For me, this is still a new and unfamiliar world. Before, I did not quite get it. I did not really get how hard it is to succeed at work when you are overwhelmed at home. I did not understand how often I would look at my son’s or daughter’s crying face and not know how to stop the tears. How often situations would come up that Dave and I had never talked about and that I did not know how to handle on my own. What would Dave do if he were here?
It doesn’t really matter what Dave or you would do if you were here. The circumstances would be different. You guys wouldn’t be facing life within a complex mix of regret, sadness and grief. Balancing the emotions of three individuals who were changed by the experience of loss.
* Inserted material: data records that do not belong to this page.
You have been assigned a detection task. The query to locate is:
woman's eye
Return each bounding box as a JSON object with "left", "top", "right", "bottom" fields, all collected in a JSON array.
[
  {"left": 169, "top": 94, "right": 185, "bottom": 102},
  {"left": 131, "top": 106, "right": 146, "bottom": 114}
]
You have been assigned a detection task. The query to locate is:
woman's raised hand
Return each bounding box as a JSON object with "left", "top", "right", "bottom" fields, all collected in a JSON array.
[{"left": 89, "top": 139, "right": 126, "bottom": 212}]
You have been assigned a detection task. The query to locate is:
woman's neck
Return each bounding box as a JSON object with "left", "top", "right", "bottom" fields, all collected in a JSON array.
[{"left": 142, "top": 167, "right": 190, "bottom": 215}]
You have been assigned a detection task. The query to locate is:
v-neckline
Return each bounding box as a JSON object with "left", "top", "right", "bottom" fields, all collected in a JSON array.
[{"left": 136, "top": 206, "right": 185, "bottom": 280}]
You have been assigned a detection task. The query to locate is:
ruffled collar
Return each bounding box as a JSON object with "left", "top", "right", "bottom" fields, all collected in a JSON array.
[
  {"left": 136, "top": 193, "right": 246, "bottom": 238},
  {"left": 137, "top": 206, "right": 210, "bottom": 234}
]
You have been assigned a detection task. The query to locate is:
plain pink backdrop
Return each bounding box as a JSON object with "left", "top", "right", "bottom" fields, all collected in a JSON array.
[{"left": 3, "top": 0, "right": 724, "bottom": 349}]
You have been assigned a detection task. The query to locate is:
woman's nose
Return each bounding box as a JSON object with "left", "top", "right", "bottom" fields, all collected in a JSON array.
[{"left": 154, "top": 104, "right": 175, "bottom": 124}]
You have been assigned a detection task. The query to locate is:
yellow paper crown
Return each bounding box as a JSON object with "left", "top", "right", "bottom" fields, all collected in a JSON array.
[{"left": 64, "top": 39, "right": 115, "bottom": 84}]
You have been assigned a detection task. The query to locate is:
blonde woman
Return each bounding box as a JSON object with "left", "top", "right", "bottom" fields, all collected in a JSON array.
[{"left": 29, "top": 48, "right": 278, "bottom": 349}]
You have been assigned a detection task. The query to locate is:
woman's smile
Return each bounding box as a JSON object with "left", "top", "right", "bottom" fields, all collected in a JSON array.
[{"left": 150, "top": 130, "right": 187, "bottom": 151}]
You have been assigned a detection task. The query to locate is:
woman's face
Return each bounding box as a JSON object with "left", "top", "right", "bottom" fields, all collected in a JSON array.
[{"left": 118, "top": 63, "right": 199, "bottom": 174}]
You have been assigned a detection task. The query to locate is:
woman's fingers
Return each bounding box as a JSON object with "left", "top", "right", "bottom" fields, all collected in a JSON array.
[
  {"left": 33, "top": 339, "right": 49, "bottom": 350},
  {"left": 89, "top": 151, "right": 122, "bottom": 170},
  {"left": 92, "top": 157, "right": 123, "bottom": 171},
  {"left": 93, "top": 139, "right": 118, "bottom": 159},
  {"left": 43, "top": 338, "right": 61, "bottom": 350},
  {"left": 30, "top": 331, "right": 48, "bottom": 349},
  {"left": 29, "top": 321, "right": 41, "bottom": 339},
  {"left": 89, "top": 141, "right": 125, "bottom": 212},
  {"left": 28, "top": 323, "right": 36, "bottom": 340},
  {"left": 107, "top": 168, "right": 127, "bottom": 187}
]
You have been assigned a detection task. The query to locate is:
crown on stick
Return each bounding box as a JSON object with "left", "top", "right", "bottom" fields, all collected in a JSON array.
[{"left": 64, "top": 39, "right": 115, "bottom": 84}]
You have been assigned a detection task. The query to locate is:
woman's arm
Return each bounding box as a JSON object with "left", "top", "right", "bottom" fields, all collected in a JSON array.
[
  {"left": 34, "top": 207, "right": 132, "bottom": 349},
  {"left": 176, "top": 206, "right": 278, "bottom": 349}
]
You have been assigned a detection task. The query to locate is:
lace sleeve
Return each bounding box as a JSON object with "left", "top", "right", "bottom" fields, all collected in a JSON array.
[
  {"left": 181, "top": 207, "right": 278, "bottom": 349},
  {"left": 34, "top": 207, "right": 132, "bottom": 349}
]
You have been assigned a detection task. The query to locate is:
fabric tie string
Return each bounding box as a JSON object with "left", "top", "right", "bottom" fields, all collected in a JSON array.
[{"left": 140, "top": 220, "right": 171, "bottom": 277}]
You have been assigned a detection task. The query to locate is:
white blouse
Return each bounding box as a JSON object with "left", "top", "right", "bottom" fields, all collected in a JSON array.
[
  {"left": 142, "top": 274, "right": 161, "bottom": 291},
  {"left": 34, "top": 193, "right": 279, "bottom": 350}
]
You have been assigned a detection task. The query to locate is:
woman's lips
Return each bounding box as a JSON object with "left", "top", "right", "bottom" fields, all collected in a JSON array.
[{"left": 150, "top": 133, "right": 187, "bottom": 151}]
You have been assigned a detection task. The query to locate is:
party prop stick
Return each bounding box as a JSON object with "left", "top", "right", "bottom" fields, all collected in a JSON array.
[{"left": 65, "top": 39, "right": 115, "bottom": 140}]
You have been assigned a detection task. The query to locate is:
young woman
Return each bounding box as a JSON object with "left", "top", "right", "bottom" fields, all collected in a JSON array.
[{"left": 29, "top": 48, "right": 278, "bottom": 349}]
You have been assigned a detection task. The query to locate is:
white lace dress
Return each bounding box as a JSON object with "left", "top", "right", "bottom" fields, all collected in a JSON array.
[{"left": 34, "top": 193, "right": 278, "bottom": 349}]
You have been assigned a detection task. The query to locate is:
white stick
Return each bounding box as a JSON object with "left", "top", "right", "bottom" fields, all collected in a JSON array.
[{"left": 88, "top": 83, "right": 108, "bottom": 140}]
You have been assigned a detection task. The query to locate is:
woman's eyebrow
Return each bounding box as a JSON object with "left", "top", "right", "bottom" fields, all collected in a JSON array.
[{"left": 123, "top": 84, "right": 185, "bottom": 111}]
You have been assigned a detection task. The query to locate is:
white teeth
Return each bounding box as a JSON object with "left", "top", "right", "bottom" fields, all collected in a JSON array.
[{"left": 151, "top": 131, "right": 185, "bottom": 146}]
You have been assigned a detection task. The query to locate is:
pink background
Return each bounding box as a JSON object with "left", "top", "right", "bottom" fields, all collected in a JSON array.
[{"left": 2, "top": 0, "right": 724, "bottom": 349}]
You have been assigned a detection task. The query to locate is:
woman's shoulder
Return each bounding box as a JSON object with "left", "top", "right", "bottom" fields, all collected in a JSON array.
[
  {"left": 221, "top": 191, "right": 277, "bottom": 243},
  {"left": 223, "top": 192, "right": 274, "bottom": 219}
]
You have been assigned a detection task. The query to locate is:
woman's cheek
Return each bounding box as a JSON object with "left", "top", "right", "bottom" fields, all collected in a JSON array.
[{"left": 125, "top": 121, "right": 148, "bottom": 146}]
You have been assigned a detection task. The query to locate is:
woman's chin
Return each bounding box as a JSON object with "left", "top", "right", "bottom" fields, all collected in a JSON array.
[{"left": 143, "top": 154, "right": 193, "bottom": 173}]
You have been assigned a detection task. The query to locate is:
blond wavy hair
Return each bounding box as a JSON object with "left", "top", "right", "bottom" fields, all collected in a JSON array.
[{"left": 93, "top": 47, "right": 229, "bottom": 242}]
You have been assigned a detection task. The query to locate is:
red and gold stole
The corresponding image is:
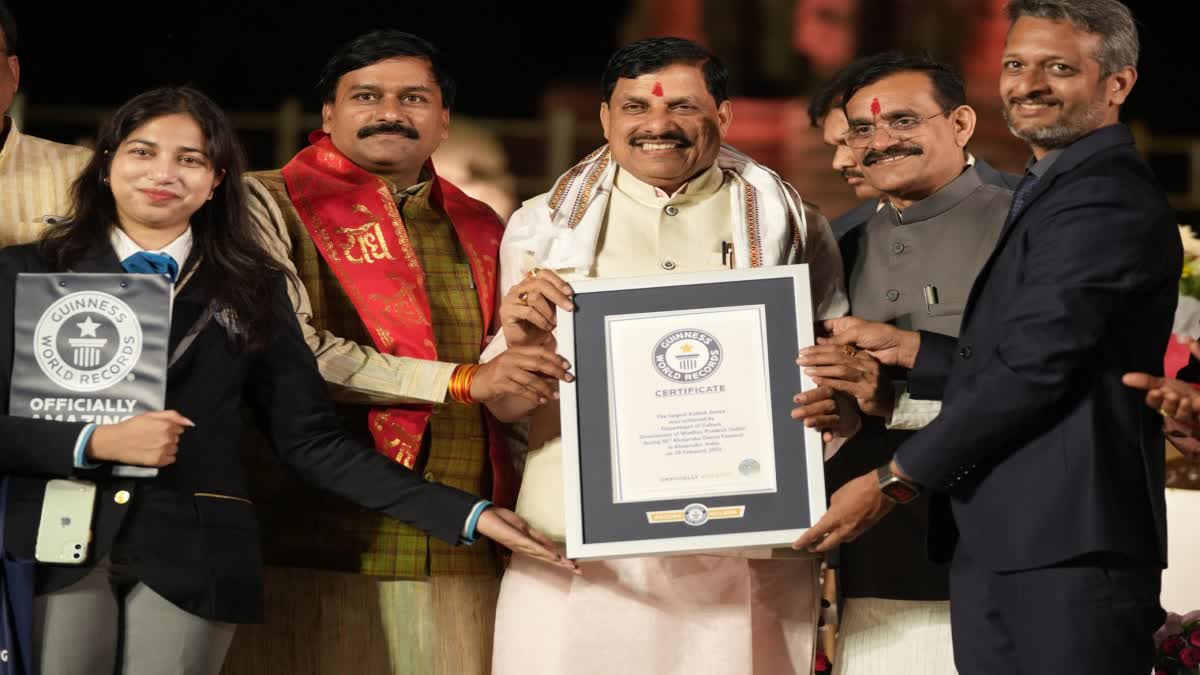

For many single mothers, this is the only world they know. Each and every day they make sacrifices, push through barriers, and nurture beautiful families despite the demands on their time and energy.
Sheryl admits she doesn’t have the financial worries of most single mothers and urges more understanding for the struggles being faced by those raising kids on their own.
We need to rethink our public and corporate workforce policies and broaden our understanding of what a family is and looks like. We need to build a world where families are embraced and supported and loved no matter how they fit together. We need to understand that it takes a community to raise children and that so many of our single mothers need and deserve a much more supportive community than we give them. We owe it to them and to their children to do better. We must do more as leaders, as coworkers, as neighbors, and as friends.
Single parenthood whenever it hits you sucks the air out of your lungs. It’s a huge responsibility and it is frequently overwhelming, but around the world there are women (and men) doing what they can to raise decent human beings. Good luck to us all.
So while I sit here identifying with a millionaire single mum – really we have so much in common – I suppose you are rockin’ on up there – what with Bowie and Prince joining the ranks of heavenly beings.
At least tonight I can cross off write blog post from the to do list. I’ll get around to the rest of that list at some point.